Par ailleurs, on ne constate aucune baisse de la pré­valence du tabagisme, qui se maintient à 27% chez les adultes. La population suisse ayant augmenté d’un million de personnes en douze ans, il en résulte qu’avec un taux de prévalence à 27%, on dénombre, en chiffre ­absolu, quelque 200 000 fumeurs et fumeuses en plus, malgré l’introduction des cigarettes électroni­ques et d’autres produits dérivés. Si leur utilité peut être évoquée dans le cadre d’une consultation visant le sevrage tabagique, il est évident que si l’on se réfère à la Suisse, un marché sans régulation ni contrôle des ­cigarettes électroniques est contraire à une politique de santé publique digne de ce nom.

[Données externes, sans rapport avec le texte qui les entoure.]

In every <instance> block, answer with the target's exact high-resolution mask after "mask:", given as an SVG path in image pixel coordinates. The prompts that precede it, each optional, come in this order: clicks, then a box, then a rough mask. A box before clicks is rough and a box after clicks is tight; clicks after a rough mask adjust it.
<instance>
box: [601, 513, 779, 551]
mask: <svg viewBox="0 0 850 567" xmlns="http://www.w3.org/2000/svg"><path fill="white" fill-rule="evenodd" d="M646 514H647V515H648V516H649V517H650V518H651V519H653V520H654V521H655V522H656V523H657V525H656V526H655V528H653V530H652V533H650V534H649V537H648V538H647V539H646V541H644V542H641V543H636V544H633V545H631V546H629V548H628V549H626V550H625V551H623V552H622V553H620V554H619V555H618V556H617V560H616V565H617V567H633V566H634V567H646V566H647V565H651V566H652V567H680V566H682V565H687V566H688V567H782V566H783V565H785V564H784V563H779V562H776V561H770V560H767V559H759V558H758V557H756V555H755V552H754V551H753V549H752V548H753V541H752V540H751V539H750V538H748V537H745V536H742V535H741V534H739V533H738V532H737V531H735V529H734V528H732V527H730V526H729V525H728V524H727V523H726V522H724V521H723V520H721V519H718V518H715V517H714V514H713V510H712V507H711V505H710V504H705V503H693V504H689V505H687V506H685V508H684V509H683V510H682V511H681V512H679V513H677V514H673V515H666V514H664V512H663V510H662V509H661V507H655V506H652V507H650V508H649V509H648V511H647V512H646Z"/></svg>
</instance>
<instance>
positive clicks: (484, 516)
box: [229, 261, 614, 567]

De plus, la cigarette électronique comporte un réel risque d’accoutumance à la nicotine, largement sous-estimé dans notre pays, sans compter que la nouvelle Loi sur les produits du ­tabac ne fournira aucun élément de réponse à ces questions.
1 Joossens L, Feliu A, Fernandez E. The Tobacco Control Scale 2019 in Europe 2020.
2 Mozun R, Ardura-Garcia C, de Jong CCM, et al. Cigarette, shisha, and electronic smoking and respiratory symptoms in Swiss children: The LUIS study. Pediatric pulmonology. 2020. https://pubmed.ncbi.nlm.nih.gov/32716136/
3 Truth Initiative. E-cigarettes: Facts, stats and regulations: ­Factsheet 2019. Available at: https://truthinitiative.org/­research-resources/emerging-tobacco-products/e-cigarettes-facts-stats-​
and-regulations
4 Dormanesh A, Allem J-P. New products that facilitate stealth ­vaping: the case of SLEAV. Tob Control. 2021. doi:10.1136/tobaccocontrol-2020-056408 [published Online First: 24 May 2021].
5 Barben J, Künzli N. Tabakprävention angesichts neuer Trends. Swiss Med Forum. 2019.
6 Auer R, Concha-Lozano N, Jacot-Sadowski I, et al. Heat-Not-Burn Tobacco Cigarettes: Smoke by Any Other Name. JAMA Intern Med. 2017;177(7):1050–2.
7 Ruggia L. Heated Tobacco Products: Deep Dive Switzerland: A Policy Brief 2020.